Stephen Byabato, the deputy minister, made this affirmation in response to a question from Jesca Kishoa (Special Seats-contested) who demanded affirmation that such agreements are not entered again.
The contract came up as the Songosongo gas offshore unit was coming up, and was used to diminish reliance on hydropower production as it was insufficient, or heavy fuels imported from outside.
With the completion of the Julius Nyerere hydropower project and a few others on waterfalls, contractual electricity supply is no longer a vital option, precluding any extension of contract from July, 2024.
There is a possibility that the government and the power producer reach an accord on how the facility will be utilized, he stated, intimating that the terms thereof will have to be a lot more favorable to the government.
Experts believe that a new contract would at most involve an energy charge without a capacity charge, as the purchasing and operational cost risk for which the capacity charge was intended has been overly compensated in the 20 years in which the plant is used, via the 2004 contract.
At the same time a review team has been formed involving the power utility - TANESCO, the ministry and the Attorney General’s Office to look into the matter, as passing the facility outright to TANESCO is among relevant options.
In her remarks, Kishoa argued that the current agreement is exploitative upon the country’s natural resources in the gas sub-sector, lacking transparency as to its investment costs, shareholding structure and capacity charges.
That is why was it so difficult for the ministry to execute the Tanzania Extractive Industries Act of 2015 that stipulates among other inputs that all agreements entered in the energy sector should be transparent, which ordinarily implies being scrutinized by the relevant parliamentary committee.

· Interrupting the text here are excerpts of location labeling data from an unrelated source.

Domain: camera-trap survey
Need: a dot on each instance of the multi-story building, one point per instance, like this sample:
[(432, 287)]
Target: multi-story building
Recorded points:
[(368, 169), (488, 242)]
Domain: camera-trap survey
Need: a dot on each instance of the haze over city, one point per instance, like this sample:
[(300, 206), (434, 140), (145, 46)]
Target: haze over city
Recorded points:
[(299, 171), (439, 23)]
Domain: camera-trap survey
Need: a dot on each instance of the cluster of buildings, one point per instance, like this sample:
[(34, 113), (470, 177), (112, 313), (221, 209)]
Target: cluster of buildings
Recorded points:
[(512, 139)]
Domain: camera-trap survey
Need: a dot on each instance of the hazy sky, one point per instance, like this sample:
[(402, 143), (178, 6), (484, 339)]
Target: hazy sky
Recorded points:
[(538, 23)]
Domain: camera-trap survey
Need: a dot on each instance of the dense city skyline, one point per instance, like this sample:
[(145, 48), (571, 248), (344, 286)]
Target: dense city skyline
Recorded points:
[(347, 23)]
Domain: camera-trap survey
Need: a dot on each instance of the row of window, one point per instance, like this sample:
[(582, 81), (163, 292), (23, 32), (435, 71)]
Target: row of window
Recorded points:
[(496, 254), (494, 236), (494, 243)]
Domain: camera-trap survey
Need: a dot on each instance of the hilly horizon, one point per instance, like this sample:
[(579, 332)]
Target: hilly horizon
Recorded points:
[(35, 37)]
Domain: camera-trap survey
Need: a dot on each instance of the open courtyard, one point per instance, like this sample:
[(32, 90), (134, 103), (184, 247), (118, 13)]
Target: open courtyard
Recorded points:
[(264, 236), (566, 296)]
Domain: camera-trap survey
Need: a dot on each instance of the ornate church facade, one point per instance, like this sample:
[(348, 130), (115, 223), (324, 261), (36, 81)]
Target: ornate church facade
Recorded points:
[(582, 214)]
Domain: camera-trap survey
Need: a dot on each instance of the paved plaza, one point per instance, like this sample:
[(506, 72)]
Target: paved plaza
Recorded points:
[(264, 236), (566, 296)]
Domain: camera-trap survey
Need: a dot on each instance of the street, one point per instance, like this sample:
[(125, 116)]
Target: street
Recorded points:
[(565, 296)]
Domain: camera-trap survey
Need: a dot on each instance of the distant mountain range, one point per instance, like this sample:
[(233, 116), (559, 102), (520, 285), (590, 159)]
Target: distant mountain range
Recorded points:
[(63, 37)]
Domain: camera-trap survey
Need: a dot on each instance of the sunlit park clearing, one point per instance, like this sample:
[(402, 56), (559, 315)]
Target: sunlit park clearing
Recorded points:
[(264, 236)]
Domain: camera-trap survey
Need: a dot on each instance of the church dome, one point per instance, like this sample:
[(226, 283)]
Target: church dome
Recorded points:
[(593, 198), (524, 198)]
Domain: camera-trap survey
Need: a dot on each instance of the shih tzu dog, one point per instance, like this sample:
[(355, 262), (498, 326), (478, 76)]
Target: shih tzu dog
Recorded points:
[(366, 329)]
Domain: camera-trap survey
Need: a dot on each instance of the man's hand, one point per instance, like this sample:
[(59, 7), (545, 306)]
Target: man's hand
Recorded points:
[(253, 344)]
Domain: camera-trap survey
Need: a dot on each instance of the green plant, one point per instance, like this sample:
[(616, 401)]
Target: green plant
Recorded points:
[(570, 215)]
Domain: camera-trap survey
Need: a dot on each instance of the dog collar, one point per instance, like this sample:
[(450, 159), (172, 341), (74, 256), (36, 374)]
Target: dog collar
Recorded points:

“Why is the law not being executed in this regard?” the MP demanded, while her (contested) colleague Esther Bulaya suggested that the ministry should review all major contracts it signed with foreign companies.
It seems they were all signed under the influence of unspoken intentions, she asserted, adding the Nyerere hydropower project under the same suspicions, demanding that the review should start with the contract the government has entered in construction of the Stiegler’s Gorge project.
Songas was conceived as a least-cost thermal power supply project under the 1991 power system master plan, implemented after a thorough international competitive tender.
Online sources affirm that Songas ownership fields Global, a South African firm based in Cape Town, which owns 54.1 percent, while a number of public agencies, namely TANESCO, TPDC and TDFL hold around 40 percent of Songas.
Of the various power generation contractual projects of two to three decades ago, Songas had the best PR and was fully supported by the World Bank, raising few queries in the legislature for that matter.
As of 2021, the government had received 166bn/- ($71.5m) in dividends, 147bn/- ($64m) in corporate taxes, as well as 251bn/- $109m) in value added tax (VAT).
TPDC reports affirm that by using domestic gas instead of imported heavy furnace oil for electricity generation, Songas has enabled more than 11trn/- ($4.7bn) cut on potential fuel import costs since it began operations in 2004.
By last year Songas was selling power to TANESCO at less than six US cents per kilowatt hour, from 11 cents at the start, while capacity utilization has attained 96 percent for most of the period, underlining the lack of contentions in its operational framework.
Over the past few years, the government has observed its commitment to the project with steady payments to Songas as the leading provider of thermal electricity, the deputy minister affirmed.